Shane Hastie: Good day folks. This is Shane Hastie for the InfoQ Engineering Culture Podcast. Today I’m sitting down across the miles with Jessica Kerr. Jessica, welcome. Thanks for taking the time to talk to us today.
Jessica Kerr: Thank you, Shane. It’s great to talk with you.
Shane Hastie: If I knew, we could be here.
Jessica Kerr: Right. Exactly. It’s fine. It’s fine. We have removed a lot of disincentives to connect with people around the world.
Shane Hastie: We have indeed. The silver lining is this opportunity to at least be in the same virtual space with more people more frequently.
Jessica Kerr: Yes.
Shane Hastie: So a lot of our audience are probably aware of your content on InfoQ. You’re a frequent contributor to QCon conferences, and there’s a lot of stuff that we’ve got that you have both written and contributed to and spoken about, but there are some that probably don’t know. So give us the one minute overview. Who’s Jessica?
Jessica Kerr: Okay. A lot of that content on InfoQ is various languages. So I’ve spoken about Scala, Clojure, Ruby, Elm, Typescripts, Java. There’s more. I almost feel like I kind of do a survey of the industry sometimes. But more recently I’ve really gotten into wider systems. So over the last few years, I’ve keynoted several conferences with my best talk. This one’s really good. If you watch nothing else of mine, this one matters because it’s about symmathesy, which are learning systems made of learning parts. Once I found this word, I really see that in our software teams in particular and more in software teams than in other symmathesy,. So every forest is symmathesy,. Every ecosystem is a system that as a whole grows and changes because all of its parts are growing and changing. And every team is a symmathesy, because its people we’re constantly learning and that changes our interactions and changes how the team works. But software even more so because the code is learning because we teach it and we can learn from our code.
The importance of accelerating learning in software development [02:06]
Jessica Kerr: I mean, we already do in a lot of ways from tests and logs and databases. Much more so if you have good observability, that’s all about learning from your code. But what matters is that we are learning systems. And in particular, with software, we get to really accelerate this learning and accelerate its impact on the world because software changes the world. It changes what happens when I push a button on the screen. It changes physics in that sense. It changes the world that many people live in so we have this huge impact and these learning systems, and we have not figured out how to do this well. So over the last couple years, I’ve done systems thinking workshops with Kent Beck. I did domain driven design with Eric Evans, because that has a lot of domain driven design and the language and it’s about the learning about the business that we infuse into the software being so important.
The value of observability in software as it enables rapid learning [03:02]
Jessica Kerr: And now I work at Honeycomb, which is the OG of observability, state of the art of observability I think. And that’s also about learning from our systems. So yeah, there’s a lot for us to know. The beauty of this field is that we haven’t figured it out.
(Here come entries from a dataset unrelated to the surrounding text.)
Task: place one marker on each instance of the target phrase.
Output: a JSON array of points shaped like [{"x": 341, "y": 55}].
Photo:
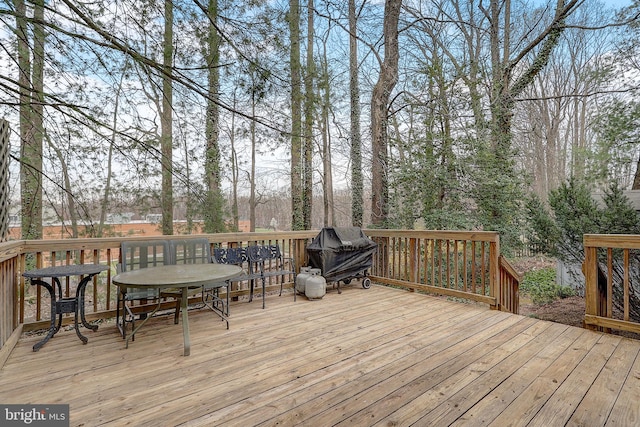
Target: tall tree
[
  {"x": 357, "y": 182},
  {"x": 499, "y": 189},
  {"x": 30, "y": 80},
  {"x": 166, "y": 120},
  {"x": 387, "y": 79},
  {"x": 297, "y": 166},
  {"x": 309, "y": 101},
  {"x": 213, "y": 208}
]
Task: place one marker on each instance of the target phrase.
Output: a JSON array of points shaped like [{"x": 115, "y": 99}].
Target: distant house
[{"x": 632, "y": 195}]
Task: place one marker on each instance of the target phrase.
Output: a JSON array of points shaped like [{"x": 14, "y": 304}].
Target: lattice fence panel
[{"x": 4, "y": 180}]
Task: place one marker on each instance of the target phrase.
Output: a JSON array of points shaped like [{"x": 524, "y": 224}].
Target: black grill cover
[{"x": 341, "y": 252}]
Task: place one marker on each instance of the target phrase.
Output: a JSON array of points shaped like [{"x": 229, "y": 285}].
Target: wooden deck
[{"x": 381, "y": 356}]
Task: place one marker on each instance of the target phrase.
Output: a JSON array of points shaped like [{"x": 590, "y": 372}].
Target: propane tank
[
  {"x": 315, "y": 287},
  {"x": 301, "y": 278}
]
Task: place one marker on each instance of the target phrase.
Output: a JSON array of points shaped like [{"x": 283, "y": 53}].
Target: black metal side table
[{"x": 61, "y": 305}]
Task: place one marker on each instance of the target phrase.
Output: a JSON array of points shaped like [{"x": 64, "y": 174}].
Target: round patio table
[{"x": 181, "y": 276}]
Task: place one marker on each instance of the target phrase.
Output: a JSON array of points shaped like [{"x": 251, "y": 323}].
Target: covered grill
[{"x": 342, "y": 253}]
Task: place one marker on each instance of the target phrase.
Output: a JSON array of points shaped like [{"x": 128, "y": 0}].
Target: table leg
[
  {"x": 141, "y": 324},
  {"x": 82, "y": 286},
  {"x": 184, "y": 307},
  {"x": 52, "y": 327}
]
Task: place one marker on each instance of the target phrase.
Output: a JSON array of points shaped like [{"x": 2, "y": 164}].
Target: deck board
[{"x": 380, "y": 356}]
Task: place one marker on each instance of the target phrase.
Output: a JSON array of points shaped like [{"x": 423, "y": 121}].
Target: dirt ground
[{"x": 569, "y": 311}]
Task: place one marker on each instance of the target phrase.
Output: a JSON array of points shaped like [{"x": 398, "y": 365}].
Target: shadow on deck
[{"x": 380, "y": 356}]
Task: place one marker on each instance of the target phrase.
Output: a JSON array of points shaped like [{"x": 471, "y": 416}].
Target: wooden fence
[
  {"x": 612, "y": 282},
  {"x": 457, "y": 264}
]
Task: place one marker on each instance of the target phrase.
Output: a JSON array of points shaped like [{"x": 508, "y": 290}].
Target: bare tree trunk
[
  {"x": 252, "y": 178},
  {"x": 166, "y": 123},
  {"x": 104, "y": 204},
  {"x": 234, "y": 169},
  {"x": 387, "y": 80},
  {"x": 213, "y": 209},
  {"x": 68, "y": 195},
  {"x": 31, "y": 147},
  {"x": 297, "y": 209},
  {"x": 329, "y": 207},
  {"x": 357, "y": 183},
  {"x": 309, "y": 102}
]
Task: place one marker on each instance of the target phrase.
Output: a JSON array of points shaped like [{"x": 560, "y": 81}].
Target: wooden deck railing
[
  {"x": 455, "y": 263},
  {"x": 458, "y": 264},
  {"x": 612, "y": 282}
]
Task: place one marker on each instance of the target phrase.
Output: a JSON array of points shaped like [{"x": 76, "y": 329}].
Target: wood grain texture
[{"x": 380, "y": 356}]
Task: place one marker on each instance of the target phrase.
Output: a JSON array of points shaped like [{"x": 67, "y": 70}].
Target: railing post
[
  {"x": 4, "y": 180},
  {"x": 413, "y": 259},
  {"x": 495, "y": 287},
  {"x": 590, "y": 270}
]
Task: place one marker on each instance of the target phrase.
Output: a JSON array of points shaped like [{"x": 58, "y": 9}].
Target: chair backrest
[
  {"x": 143, "y": 254},
  {"x": 234, "y": 256},
  {"x": 190, "y": 251}
]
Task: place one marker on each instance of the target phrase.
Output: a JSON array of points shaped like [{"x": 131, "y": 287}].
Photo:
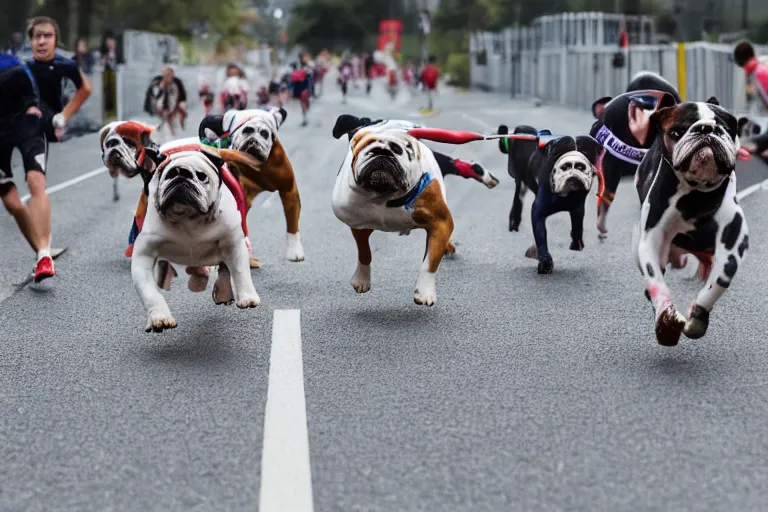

And we get to experiment because software teams move so much faster, have an impact so much faster and we can learn so much faster than, well, at any other industry that I know of, which isn’t saying much. I’m sure there are others that I’m just not aware of.
Shane Hastie: So observability, this is the culture and methods space. This is the Engineering Culture Podcast. Observability into culture, how do we get that right? And how do we use that?
Observability into culture – don’t measure the easy things [03:47]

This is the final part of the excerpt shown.